Thank you for sharing. It is very touching especially when it hits close to home.


----------



## PrincessDi (Jun 8, 2009)

Thanks so much for posting this. Many tears here! It really hits home. They are truly a gift, but so hard to give back when their time comes.


----------



## Karen519 (Aug 21, 2006)

*Video*

Thanks so much for posting this!


----------



## goldensmum (Oct 23, 2007)

Many thanks for sharing, but should have had a warning to have tissues at the ready


----------



## megkate (Feb 7, 2012)

Thanks so much for sharing. I especially love the part that asks the owner to bring a new pet into their life.
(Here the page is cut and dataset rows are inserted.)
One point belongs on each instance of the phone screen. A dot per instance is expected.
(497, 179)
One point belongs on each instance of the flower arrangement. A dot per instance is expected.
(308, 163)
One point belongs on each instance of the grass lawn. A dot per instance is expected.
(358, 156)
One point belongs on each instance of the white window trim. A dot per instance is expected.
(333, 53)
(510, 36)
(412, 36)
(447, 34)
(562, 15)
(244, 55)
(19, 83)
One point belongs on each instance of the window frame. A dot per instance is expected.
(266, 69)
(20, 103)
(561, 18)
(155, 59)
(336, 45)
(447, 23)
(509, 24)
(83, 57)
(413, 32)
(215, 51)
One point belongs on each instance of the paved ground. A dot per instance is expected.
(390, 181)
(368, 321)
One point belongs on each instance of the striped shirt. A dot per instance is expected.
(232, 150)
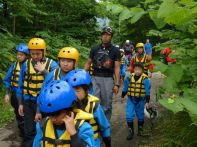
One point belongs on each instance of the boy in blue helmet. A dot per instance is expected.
(11, 83)
(81, 82)
(32, 75)
(137, 88)
(63, 126)
(68, 59)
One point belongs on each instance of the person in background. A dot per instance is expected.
(32, 75)
(137, 88)
(105, 59)
(128, 49)
(11, 83)
(148, 47)
(142, 57)
(123, 65)
(81, 82)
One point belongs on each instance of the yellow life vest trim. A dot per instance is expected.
(144, 63)
(50, 139)
(91, 70)
(15, 74)
(57, 74)
(92, 100)
(136, 88)
(33, 80)
(123, 60)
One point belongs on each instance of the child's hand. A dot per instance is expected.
(6, 98)
(116, 88)
(20, 110)
(70, 125)
(40, 66)
(38, 117)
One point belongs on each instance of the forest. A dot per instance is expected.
(77, 23)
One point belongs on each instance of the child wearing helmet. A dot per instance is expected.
(32, 75)
(123, 65)
(142, 57)
(81, 82)
(165, 56)
(11, 83)
(63, 126)
(68, 59)
(137, 88)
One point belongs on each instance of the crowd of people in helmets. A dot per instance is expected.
(57, 104)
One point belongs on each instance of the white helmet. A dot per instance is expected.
(151, 112)
(127, 41)
(121, 50)
(117, 46)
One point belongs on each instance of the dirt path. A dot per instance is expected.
(118, 124)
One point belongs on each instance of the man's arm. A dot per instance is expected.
(87, 64)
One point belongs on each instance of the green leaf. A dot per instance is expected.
(180, 16)
(166, 8)
(155, 33)
(137, 14)
(159, 66)
(116, 9)
(125, 14)
(181, 104)
(159, 22)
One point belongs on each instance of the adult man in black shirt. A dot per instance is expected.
(105, 59)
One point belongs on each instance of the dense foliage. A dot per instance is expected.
(168, 23)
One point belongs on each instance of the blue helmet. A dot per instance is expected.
(56, 95)
(70, 74)
(80, 77)
(22, 48)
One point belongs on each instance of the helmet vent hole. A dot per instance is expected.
(49, 105)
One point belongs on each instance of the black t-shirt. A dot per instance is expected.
(104, 59)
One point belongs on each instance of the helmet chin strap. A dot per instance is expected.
(106, 44)
(141, 55)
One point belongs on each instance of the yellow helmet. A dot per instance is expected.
(37, 44)
(140, 45)
(69, 53)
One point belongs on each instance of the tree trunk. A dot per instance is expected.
(14, 24)
(5, 8)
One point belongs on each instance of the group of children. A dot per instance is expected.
(52, 107)
(53, 104)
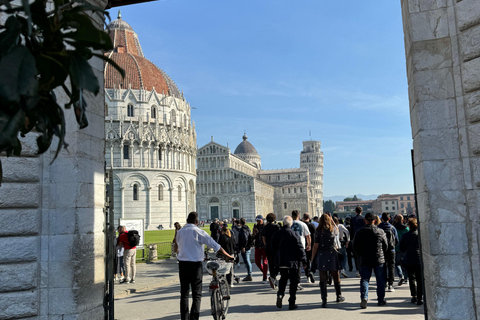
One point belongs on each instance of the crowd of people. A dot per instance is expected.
(386, 245)
(298, 244)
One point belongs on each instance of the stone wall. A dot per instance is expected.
(442, 44)
(51, 233)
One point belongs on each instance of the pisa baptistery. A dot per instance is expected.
(150, 137)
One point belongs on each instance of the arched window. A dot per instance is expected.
(135, 192)
(154, 112)
(130, 110)
(160, 192)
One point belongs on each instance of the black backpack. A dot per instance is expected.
(133, 238)
(391, 240)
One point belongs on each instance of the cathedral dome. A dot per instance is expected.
(140, 73)
(245, 147)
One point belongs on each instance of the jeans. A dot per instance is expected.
(343, 262)
(415, 281)
(401, 270)
(246, 260)
(271, 264)
(365, 274)
(285, 274)
(261, 261)
(191, 274)
(390, 267)
(130, 257)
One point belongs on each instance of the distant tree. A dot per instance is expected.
(329, 205)
(354, 198)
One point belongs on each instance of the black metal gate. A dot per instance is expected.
(109, 230)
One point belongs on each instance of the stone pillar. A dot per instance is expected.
(149, 208)
(442, 45)
(52, 262)
(122, 202)
(171, 207)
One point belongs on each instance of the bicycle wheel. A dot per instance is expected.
(225, 297)
(215, 302)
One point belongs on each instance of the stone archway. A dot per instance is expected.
(443, 66)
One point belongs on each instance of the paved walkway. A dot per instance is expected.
(156, 293)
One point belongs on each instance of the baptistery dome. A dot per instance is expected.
(246, 151)
(150, 139)
(141, 73)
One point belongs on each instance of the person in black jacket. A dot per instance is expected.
(244, 245)
(289, 254)
(410, 246)
(227, 242)
(267, 233)
(370, 244)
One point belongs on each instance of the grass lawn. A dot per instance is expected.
(163, 239)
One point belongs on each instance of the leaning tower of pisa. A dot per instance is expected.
(311, 158)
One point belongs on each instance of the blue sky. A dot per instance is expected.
(280, 69)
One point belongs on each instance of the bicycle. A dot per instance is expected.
(219, 290)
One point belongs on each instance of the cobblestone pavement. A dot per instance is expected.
(155, 295)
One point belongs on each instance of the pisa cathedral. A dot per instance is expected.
(150, 137)
(234, 185)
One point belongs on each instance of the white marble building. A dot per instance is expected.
(234, 185)
(150, 137)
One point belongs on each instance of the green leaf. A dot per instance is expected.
(10, 124)
(110, 61)
(18, 74)
(79, 107)
(81, 73)
(10, 37)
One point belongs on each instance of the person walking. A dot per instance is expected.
(120, 266)
(267, 233)
(244, 244)
(227, 242)
(129, 256)
(357, 223)
(392, 241)
(311, 229)
(214, 226)
(289, 254)
(370, 244)
(177, 227)
(191, 242)
(325, 251)
(302, 230)
(344, 237)
(401, 230)
(260, 255)
(410, 246)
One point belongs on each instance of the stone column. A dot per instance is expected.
(171, 207)
(442, 46)
(149, 208)
(122, 202)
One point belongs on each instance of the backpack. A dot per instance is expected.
(133, 238)
(391, 240)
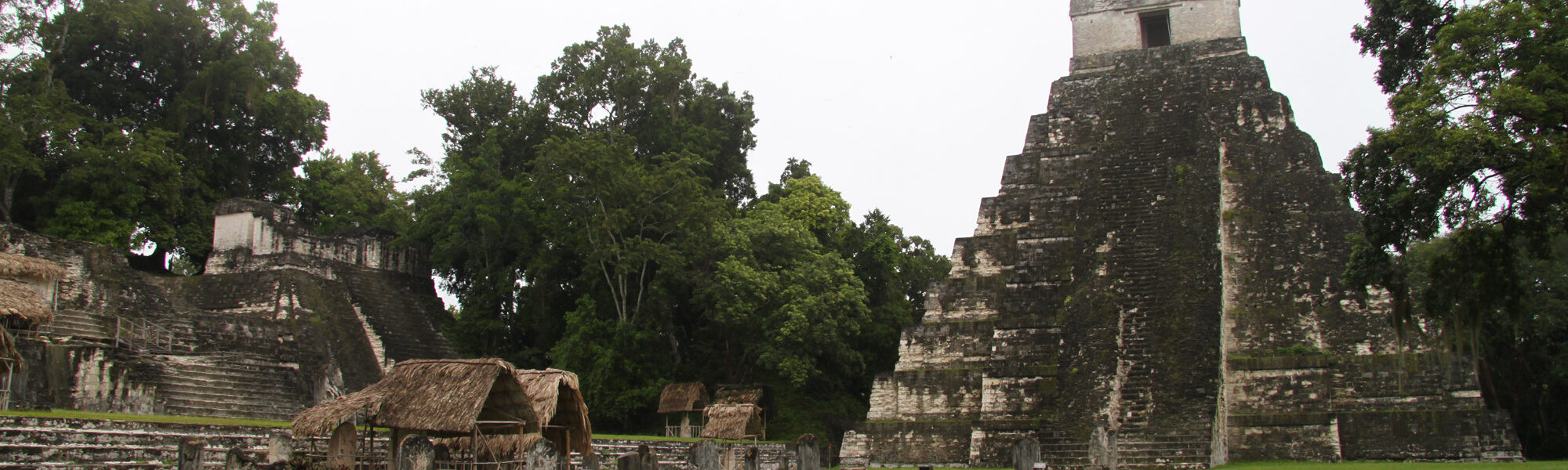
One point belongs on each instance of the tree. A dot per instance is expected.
(1522, 350)
(350, 193)
(608, 225)
(1475, 159)
(1478, 137)
(195, 98)
(650, 95)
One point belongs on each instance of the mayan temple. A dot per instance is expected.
(1156, 284)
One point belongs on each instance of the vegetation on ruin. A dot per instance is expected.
(608, 225)
(1395, 466)
(125, 123)
(150, 419)
(1467, 195)
(604, 222)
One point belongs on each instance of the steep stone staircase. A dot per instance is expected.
(34, 443)
(38, 443)
(78, 325)
(401, 317)
(1164, 452)
(201, 385)
(230, 386)
(1061, 452)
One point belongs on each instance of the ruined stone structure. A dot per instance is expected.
(1156, 284)
(283, 320)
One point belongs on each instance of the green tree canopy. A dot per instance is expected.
(142, 115)
(350, 193)
(1479, 129)
(1476, 159)
(609, 225)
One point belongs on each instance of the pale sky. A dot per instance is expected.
(909, 107)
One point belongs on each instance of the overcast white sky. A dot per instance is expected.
(909, 107)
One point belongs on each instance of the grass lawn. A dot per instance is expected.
(151, 419)
(1360, 466)
(228, 422)
(1393, 466)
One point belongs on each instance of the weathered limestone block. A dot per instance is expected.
(705, 457)
(1026, 452)
(416, 454)
(1156, 284)
(807, 454)
(855, 450)
(545, 457)
(192, 454)
(280, 449)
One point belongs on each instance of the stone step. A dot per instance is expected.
(241, 411)
(234, 399)
(197, 388)
(225, 380)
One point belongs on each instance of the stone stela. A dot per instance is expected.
(1156, 284)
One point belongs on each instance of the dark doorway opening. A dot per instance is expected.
(1156, 29)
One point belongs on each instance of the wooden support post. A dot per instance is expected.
(752, 458)
(280, 449)
(236, 460)
(807, 454)
(416, 454)
(705, 457)
(191, 457)
(1026, 454)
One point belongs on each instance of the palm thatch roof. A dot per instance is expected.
(738, 396)
(501, 447)
(21, 267)
(21, 305)
(10, 360)
(440, 397)
(733, 421)
(559, 402)
(689, 397)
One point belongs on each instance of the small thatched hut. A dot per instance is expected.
(684, 400)
(736, 414)
(559, 403)
(738, 396)
(27, 289)
(735, 422)
(437, 399)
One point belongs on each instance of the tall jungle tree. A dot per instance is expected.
(1476, 156)
(137, 117)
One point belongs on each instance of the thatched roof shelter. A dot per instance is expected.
(691, 397)
(738, 396)
(733, 421)
(21, 306)
(438, 397)
(21, 267)
(504, 447)
(559, 405)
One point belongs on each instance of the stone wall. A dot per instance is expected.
(1156, 286)
(253, 236)
(283, 320)
(1112, 26)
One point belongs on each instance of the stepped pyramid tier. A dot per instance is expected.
(1156, 284)
(281, 320)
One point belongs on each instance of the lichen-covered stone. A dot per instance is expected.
(283, 319)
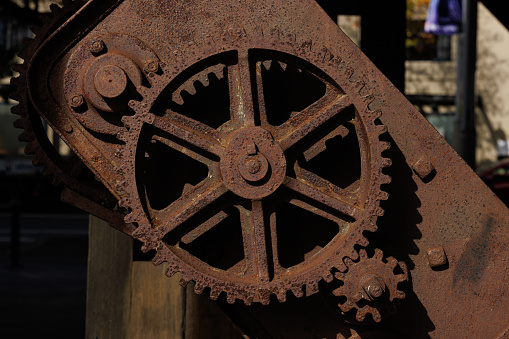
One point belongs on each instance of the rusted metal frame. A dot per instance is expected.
(52, 49)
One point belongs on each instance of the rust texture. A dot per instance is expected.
(247, 145)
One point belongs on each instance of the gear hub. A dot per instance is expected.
(247, 158)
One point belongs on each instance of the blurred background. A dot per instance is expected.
(43, 242)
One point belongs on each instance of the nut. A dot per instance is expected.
(373, 286)
(97, 46)
(151, 66)
(77, 101)
(423, 167)
(436, 257)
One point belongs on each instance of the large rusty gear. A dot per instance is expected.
(250, 162)
(70, 172)
(366, 281)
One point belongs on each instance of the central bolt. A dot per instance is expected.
(253, 166)
(110, 81)
(373, 286)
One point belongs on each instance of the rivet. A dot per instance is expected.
(423, 167)
(97, 46)
(436, 257)
(151, 66)
(77, 101)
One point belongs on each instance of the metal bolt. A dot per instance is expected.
(423, 167)
(77, 101)
(373, 286)
(436, 257)
(151, 66)
(251, 148)
(110, 81)
(253, 166)
(97, 46)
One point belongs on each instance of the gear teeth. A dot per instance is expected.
(158, 259)
(230, 298)
(264, 299)
(297, 291)
(400, 295)
(386, 162)
(283, 65)
(328, 277)
(198, 287)
(381, 129)
(348, 262)
(214, 293)
(354, 255)
(311, 288)
(340, 276)
(392, 262)
(347, 306)
(385, 179)
(385, 146)
(363, 255)
(184, 281)
(171, 270)
(379, 212)
(281, 296)
(143, 91)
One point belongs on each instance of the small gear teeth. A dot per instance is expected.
(363, 241)
(385, 179)
(328, 277)
(298, 292)
(381, 129)
(283, 65)
(367, 268)
(281, 296)
(215, 293)
(171, 271)
(184, 281)
(230, 298)
(199, 287)
(158, 259)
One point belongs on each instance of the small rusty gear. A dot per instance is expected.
(367, 281)
(65, 170)
(250, 162)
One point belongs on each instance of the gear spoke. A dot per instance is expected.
(254, 232)
(187, 206)
(190, 131)
(298, 128)
(241, 94)
(320, 197)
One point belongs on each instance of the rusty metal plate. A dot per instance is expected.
(249, 146)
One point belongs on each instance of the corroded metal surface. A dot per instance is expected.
(248, 146)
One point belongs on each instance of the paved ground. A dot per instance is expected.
(45, 296)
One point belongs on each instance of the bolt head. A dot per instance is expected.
(436, 257)
(77, 101)
(423, 167)
(373, 286)
(97, 46)
(151, 66)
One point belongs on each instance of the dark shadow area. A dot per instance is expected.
(44, 297)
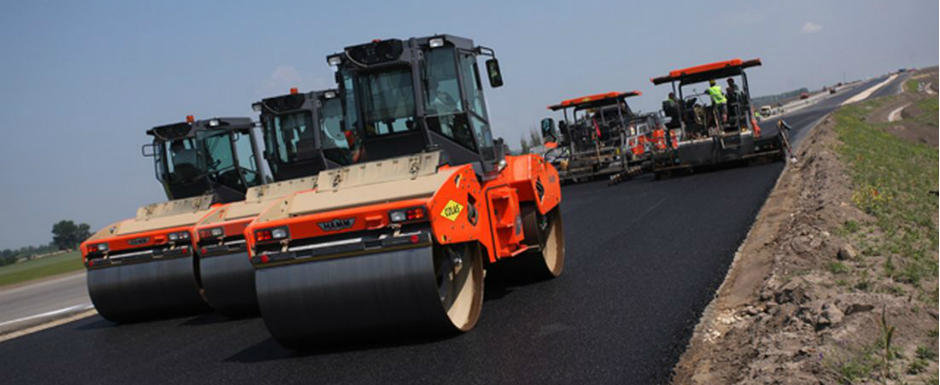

I have been feeling guilty about getting a new pup and this helps me realize that my Tucker would want me to share my home and my life. It was beautiful!


----------



## patrice (Nov 3, 2011)

*Full circle*

Lovely, made me cry. Oh, how that boy added to my life. Gave me love to share again. He is never forgotten. Thanks, Buddy, for teaching me how to love a dog. My heart so vacant, it needed two. I know you understand. Love, Mommy


----------



## Augie's Mom (Sep 28, 2007)

Very touching and beautifully stated, thanks for sharing it.


----------



## Karen519 (Aug 21, 2006)

*Patrice*

Patrice

That is absolutely beautiful what you wrote to Buddy!!


----------



## CAROLINA MOM (May 12, 2009)

Beautiful video, thanks for sharing. 

I opened my heart to another boy after I lost my old guy. I had some guilt doing so, but have received a very beautiful gift having adopted Remy. He reminds me a lot of Taz.


----------



## Mausann (Oct 9, 2010)

I watched this on the 1yr anniversay of losing my BILLIE JEAN, it sure did make my cry, but thank you very much for sharing, it is beautiful.


----------



## maggsd (Mar 20, 2012)

What beautiful pictures of beloved fur babies. I cry each day, for my beautiful boys, just 5 weeks now since they went to Rainbow Bridge.


----------